Een belasting op industriële luchtvervuiling (zoals fijnstof) kan ervoor zorgen dat de vervuilende uitstoot grotendeels verdwijnt en is praktisch uitvoerbaar. De maatschappelijke schade door luchtvervuiling, voor een groot deel gezondheidsschade, is hoger dan de kosten voor de industrie om deze terug te dringen. Dit staat in het zojuist gepubliceerde onderzoek ‘Een belasting op luchtvervuiling in de Nederlandse industrie’ van het Centraal Planbureau (CPB) dat kijkt naar de sectoren staal, basisplastics (ethyleen) en kunstmest.

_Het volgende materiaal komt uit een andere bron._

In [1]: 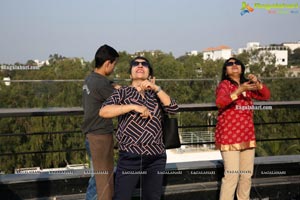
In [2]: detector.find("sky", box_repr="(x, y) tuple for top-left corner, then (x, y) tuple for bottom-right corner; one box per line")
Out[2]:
(0, 0), (300, 64)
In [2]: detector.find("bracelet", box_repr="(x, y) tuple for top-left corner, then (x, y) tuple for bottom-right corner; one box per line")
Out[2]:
(155, 86), (161, 94)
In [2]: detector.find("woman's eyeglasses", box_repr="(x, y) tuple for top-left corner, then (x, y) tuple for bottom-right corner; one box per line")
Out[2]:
(226, 61), (242, 67)
(131, 61), (149, 67)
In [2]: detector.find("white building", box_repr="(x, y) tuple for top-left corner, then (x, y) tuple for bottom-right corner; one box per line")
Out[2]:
(203, 45), (232, 60)
(186, 50), (198, 56)
(238, 42), (288, 66)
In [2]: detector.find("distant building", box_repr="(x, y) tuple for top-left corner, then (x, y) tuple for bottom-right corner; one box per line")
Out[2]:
(186, 50), (198, 56)
(286, 66), (300, 77)
(203, 45), (232, 60)
(282, 41), (300, 52)
(238, 42), (288, 66)
(34, 60), (49, 67)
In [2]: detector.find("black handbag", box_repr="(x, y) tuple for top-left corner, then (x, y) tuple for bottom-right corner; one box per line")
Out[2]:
(162, 110), (181, 149)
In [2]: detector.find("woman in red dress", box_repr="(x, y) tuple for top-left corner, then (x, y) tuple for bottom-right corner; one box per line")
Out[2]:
(215, 58), (270, 200)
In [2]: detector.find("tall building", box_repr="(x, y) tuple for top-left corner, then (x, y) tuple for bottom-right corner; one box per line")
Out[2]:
(203, 45), (232, 60)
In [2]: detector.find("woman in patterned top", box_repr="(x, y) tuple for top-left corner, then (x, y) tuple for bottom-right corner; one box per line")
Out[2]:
(99, 56), (178, 200)
(215, 58), (270, 200)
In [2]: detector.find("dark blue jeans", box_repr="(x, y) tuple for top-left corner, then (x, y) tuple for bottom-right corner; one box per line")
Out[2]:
(114, 152), (166, 200)
(85, 139), (97, 200)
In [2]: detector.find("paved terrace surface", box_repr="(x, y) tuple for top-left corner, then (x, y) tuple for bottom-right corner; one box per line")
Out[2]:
(0, 152), (300, 200)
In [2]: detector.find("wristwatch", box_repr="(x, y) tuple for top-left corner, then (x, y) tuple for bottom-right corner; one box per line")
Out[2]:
(155, 86), (161, 94)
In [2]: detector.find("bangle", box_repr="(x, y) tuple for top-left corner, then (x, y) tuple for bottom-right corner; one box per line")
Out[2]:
(155, 86), (161, 94)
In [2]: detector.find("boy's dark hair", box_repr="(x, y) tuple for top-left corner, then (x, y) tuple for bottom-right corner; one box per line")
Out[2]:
(95, 44), (119, 68)
(128, 56), (153, 77)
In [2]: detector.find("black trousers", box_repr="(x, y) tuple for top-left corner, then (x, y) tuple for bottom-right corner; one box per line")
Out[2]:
(113, 151), (166, 200)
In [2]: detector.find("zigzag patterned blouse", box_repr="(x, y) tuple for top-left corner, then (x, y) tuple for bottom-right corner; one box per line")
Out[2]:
(103, 86), (178, 155)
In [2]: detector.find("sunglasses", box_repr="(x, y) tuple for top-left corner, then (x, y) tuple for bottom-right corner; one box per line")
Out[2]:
(226, 61), (242, 67)
(131, 61), (149, 67)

Het CPB concludeerde in 2018 al dat beprijzing van vervuilende uitstoot effectief kan zijn. Nu is onderzocht hoe dat voor de industrie uitpakt. Bij een belasting die gelijk is aan de maatschappelijke schade, wordt het voor bedrijven voordeliger om technologie (zoals filters) te gebruiken om de emissies terug te dringen, dan om via de belasting voor de uitstoot te betalen. Wel stijgen daardoor de productiekosten in de Nederlandse industrie. Dit kan een daling van de vraag naar hun producten tot gevolg hebben. Bedrijven zouden nu al maatregelen kunnen nemen om de emissies te verlagen want de technologie bestaat al, maar de bestaande regelgeving verplicht ze hier niet toe.

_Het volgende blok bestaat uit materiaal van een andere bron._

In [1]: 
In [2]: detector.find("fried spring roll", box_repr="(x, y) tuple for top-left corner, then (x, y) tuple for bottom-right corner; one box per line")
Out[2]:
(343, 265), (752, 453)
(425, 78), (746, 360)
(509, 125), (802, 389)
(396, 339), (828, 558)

Het invoeren van een dergelijke belasting is praktisch mogelijk. Grotere bedrijven rapporteren hun vervuilende uitstoot en de maatschappelijke kosten van luchtvervuiling per stof zijn ook berekend. Luchtvervuiling kan ook zonder belasting afnemen als gunstig bijeffect van maatregelen tegen CO2-uitstoot, maar dit gebeurt pas op de langere termijn als het klimaatbeleid strenger wordt. Een belasting op luchtvervuiling zorgt daarnaast voor een veel grotere afname van emissies.
De vraag is voor welke delen van de economie een belasting zou moeten gaan gelden als deze echt wordt ingevoerd. Andere grote uitstoters naast de industrie zijn bijvoorbeeld de landbouw en het verkeer. Wat in deze sectoren de effecten van een belasting zouden zijn, vraagt nader onderzoek. De beprijzing van industriële luchtvervuiling heeft weinig effect op de stikstofproblematiek.